Le projet de loi sur le droit d'auteur et les droits voisins dans la société de l'information, en cours d'examen par l'Assemblée nationale, transposant la directive du 22 mai 2001, donne l'impression que l'équilibre entre le droit des auteurs et celui des consommateurs penche en faveur du premier. Qu'en est-il ?

Ce texte déséquilibre le droit d'auteur français et remet entre les mains des titulaires de droits un pouvoir de contrôle du public à ce jour inégalé. Le gouvernement propose de créer un droit de contrôle sur l'utilisation de l'œuvre et, par conséquent, un droit de contrôle sur l'utilisateur. Les titulaires de droits vont pouvoir fixer arbitrairement et a priori les conditions d'utilisation des œuvres, y compris lors d'une utilisation dans la sphère privée. Par exemple, les producteurs de disques vont pouvoir revenir sur les droits du public en l'empêchant de transférer le contenu d'un CD vers un baladeur MP3, acte pourtant légitime puisque les supports de stockage utilisés par ces baladeurs sont soumis à la redevance sur la copie privée.

Les mesures prévues vous paraissent-elles suffisantes pour réduire les téléchargements ?

En aucune façon. Les œuvres disponibles sur les réseaux P2P resteront disponibles, de nouvelles seront mises à disposition, et les mesures techniques seront contournées, comme elles l'ont toujours été. Au pire, il sera toujours possible d'enregistrer un flux via la sortie audio de sa carte son, ou alors il faudra crypter jusqu'aux enceintes...

Le droit n'a-t-il pas une longueur de retard sur la technologie ?
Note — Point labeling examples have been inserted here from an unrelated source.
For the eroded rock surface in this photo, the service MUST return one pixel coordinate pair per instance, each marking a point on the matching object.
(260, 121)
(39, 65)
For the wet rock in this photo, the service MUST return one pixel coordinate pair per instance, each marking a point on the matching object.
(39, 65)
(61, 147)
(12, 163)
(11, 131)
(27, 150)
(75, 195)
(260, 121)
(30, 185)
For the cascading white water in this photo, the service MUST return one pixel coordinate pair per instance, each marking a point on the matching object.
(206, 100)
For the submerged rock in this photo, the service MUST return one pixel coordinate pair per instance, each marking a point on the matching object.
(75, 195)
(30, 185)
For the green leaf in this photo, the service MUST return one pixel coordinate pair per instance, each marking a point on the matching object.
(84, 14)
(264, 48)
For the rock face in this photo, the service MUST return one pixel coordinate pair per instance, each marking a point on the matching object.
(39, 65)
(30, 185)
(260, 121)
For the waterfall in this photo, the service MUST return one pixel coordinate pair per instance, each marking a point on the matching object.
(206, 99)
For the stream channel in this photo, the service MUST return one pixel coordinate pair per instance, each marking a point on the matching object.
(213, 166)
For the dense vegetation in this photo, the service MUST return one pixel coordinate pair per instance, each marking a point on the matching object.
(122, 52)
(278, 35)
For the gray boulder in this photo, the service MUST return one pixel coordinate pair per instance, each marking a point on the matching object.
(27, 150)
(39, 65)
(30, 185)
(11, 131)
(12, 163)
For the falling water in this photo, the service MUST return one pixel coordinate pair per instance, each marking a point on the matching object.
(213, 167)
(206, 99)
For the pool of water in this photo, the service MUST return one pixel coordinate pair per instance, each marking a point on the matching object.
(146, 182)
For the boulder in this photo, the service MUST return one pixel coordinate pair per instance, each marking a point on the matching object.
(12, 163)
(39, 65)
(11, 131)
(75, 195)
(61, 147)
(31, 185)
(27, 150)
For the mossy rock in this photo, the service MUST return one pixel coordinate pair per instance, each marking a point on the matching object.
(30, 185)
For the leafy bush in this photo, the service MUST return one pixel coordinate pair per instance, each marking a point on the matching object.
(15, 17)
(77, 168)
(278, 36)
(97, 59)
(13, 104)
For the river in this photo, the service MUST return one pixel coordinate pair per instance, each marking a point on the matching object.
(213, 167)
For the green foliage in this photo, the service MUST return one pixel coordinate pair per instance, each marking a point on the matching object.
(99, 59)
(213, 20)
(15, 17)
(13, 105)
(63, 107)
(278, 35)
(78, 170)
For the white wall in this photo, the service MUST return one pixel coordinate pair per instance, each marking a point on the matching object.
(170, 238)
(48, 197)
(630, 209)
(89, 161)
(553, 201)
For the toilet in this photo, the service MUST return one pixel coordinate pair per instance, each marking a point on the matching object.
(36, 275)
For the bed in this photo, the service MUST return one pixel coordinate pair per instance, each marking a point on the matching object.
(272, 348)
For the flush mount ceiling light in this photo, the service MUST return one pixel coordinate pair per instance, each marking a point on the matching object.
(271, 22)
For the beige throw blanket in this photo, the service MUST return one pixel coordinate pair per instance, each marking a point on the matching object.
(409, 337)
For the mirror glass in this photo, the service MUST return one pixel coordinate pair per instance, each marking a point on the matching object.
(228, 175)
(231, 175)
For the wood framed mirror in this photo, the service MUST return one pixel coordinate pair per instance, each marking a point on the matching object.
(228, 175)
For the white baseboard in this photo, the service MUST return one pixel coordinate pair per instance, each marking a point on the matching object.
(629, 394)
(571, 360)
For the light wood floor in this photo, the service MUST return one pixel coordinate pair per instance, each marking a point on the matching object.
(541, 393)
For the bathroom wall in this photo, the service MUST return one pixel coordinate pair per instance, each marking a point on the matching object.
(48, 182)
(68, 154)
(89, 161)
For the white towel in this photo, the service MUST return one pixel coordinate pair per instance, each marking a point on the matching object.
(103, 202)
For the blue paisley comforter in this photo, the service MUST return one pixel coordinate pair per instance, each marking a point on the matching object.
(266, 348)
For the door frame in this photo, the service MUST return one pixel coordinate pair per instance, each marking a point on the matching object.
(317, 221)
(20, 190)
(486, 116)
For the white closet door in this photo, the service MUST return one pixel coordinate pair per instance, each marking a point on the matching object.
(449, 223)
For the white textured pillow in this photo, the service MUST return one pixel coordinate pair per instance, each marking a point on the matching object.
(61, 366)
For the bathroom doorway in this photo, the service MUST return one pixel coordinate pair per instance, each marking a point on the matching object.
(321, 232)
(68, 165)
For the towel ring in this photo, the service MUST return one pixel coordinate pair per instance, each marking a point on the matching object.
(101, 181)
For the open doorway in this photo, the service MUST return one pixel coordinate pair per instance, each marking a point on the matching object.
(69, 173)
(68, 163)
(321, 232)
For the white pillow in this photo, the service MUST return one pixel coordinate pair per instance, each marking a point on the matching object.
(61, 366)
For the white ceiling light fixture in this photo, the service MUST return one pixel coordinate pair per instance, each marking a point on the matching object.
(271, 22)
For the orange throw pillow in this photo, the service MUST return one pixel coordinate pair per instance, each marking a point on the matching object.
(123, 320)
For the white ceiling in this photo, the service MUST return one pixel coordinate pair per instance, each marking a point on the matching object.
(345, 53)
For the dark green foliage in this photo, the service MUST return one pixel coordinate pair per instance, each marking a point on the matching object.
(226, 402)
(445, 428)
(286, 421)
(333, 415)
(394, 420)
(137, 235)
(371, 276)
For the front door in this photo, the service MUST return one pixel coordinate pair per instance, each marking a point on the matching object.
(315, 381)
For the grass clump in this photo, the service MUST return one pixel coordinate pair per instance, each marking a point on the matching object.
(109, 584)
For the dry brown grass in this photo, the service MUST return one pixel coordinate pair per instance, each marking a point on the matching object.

Ce n'est pas tant le droit qui a une longueur de retard sur la technologie mais les titulaires de droits qui refusent de monter dans le train du progrès. Ils n'ont pas compris que les nouveaux usages permis par la technologie ne peuvent être éliminés, par le droit ou par la technologie. Combattre la technique par la technique est une lutte perdue d'avance. Ce n'est pas en pénalisant des millions de consommateurs honnêtes que l'on changera les habitudes des millions d'internautes qui utilisent les réseaux P2 P et qui, pour beaucoup, proposent des œuvres sans autorisation. Créer de nouveaux délits n'a jamais réduit le nombre de délinquants.